Parconséquent, la titulaire de la marque de l’Union européenne n’a pas prouvé que la marque de l’Union européenne contestée a acquis un caractère distinctif par l’usage qui en a été fait dans aucun des territoires pertinents.
Conclusion
La marque contestée était descriptive au sens de l’article 7, paragraphe 1, point c), du RMUE et dépourvue de caractère distinctif au sens de l’article 7, paragraphe 1, point b), du RMUE au moment de son dépôt.

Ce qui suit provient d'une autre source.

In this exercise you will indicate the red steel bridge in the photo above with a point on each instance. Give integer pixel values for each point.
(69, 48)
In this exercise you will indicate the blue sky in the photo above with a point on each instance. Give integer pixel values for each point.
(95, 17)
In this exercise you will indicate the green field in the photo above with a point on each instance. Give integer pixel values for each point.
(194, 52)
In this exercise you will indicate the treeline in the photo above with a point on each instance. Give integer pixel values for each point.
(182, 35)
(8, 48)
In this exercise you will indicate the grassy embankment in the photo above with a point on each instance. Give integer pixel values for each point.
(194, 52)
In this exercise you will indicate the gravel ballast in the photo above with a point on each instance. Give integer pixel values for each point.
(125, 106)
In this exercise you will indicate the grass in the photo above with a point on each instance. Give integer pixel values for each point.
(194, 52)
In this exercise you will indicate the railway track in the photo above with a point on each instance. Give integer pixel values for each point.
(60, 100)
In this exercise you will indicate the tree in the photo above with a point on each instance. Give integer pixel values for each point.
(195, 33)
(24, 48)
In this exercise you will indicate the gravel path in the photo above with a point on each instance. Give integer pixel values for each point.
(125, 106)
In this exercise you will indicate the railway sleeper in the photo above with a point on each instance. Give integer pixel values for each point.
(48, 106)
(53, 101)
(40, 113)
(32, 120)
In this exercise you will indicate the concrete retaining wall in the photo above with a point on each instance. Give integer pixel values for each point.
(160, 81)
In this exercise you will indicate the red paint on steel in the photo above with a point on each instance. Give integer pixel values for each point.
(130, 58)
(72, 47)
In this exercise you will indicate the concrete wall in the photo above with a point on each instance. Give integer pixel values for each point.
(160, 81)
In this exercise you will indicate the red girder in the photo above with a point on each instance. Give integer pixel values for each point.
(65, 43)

À la lumière de ce qui précède, la division d’annulation conclut que la demande est totalement accueillie et que la marque de l’Union européenne devrait être déclarée nulle pour l’ensemble des produits contestés.
FRAIS
Conformément à l’article 109, paragraphe 1, du RMUE, la partie perdante dans une procédure d’annulation doit supporter les taxes et frais exposés par l’autre partie.
La titulaire de la marque de l’Union européenne étant la partie perdante, elle doit supporter la taxe d’annulation ainsi que les frais exposés par la demanderesse aux fins de la présente procédure.

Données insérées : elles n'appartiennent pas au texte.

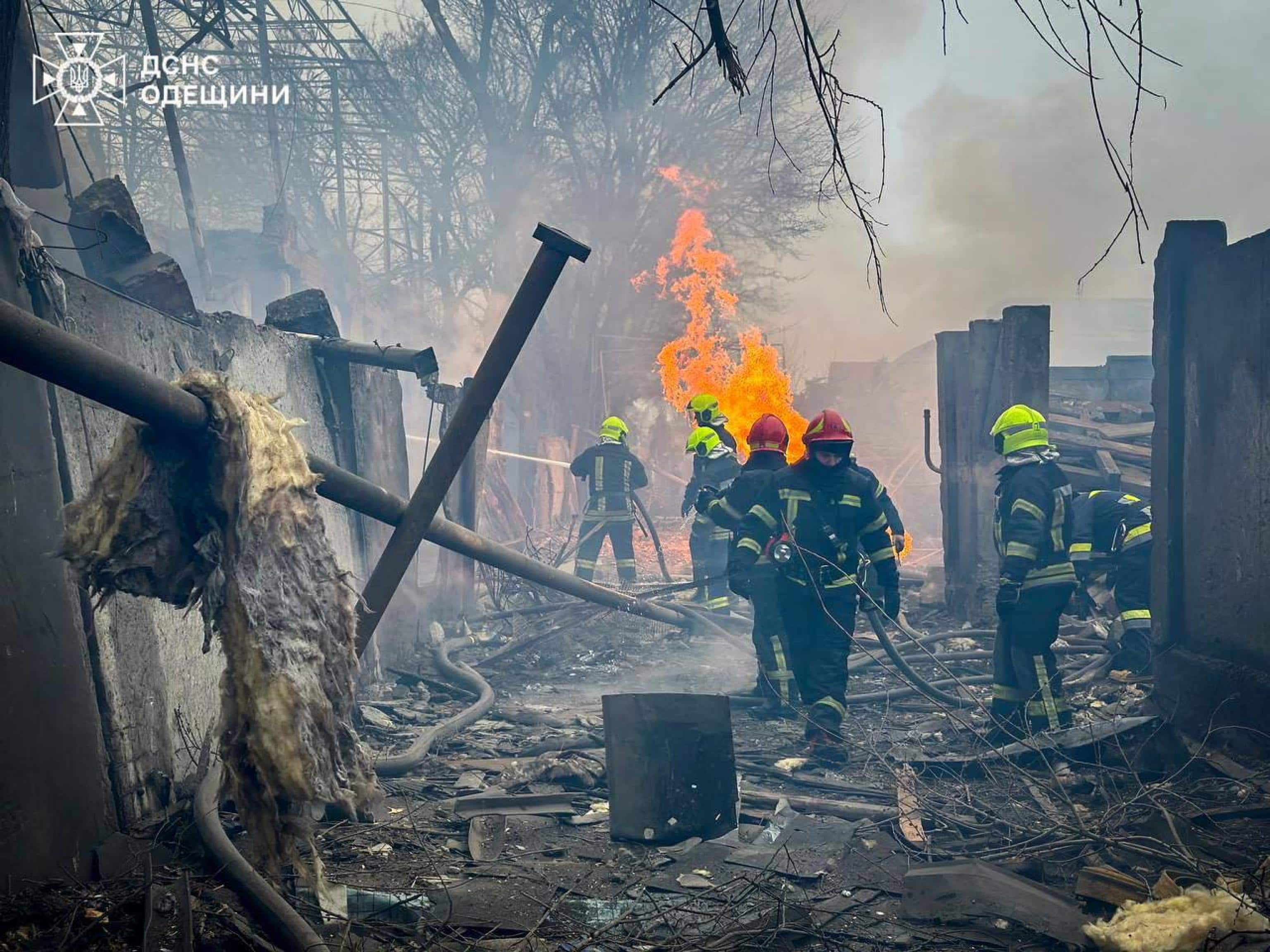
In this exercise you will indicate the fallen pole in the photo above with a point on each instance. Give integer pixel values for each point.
(478, 400)
(50, 353)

Conformément à l’article 109, paragraphe 7, du RMUE et à l’article 18, paragraphe 1, point c) ii), du REMUE, les frais à payer à la demanderesse sont la taxe d’annulation et les frais de représentation, qui sont fixés sur la base du taux maximal qui y est fixé.
Décision sur la demande d’annulation no C 46 526 Page sur 13 13
De la division d’annulation
Lucinda Carney Janja FELC Boyana NAYDENOVA
Conformément à l’article 67 du RMUE, toute partie peut recourir contre cette décision pour autant que cette dernière n’ait pas fait droit à ses prétentions. Conformément à l’article 68 du RMUE, le recours doit être formé par écrit auprès de l’Office dans un délai de deux mois à compter du jour de la notification de la présente décision. L’acte de recours est déposé dans la langue de procédure de la décision attaquée. En outre, un mémoire exposant les motifs du recours doit être déposé par écrit dans un délai de quatre mois à compter de cette date. Le recours n’est considéré comme formé qu’après paiement de la taxe de recours d’un montant de 720 EUR.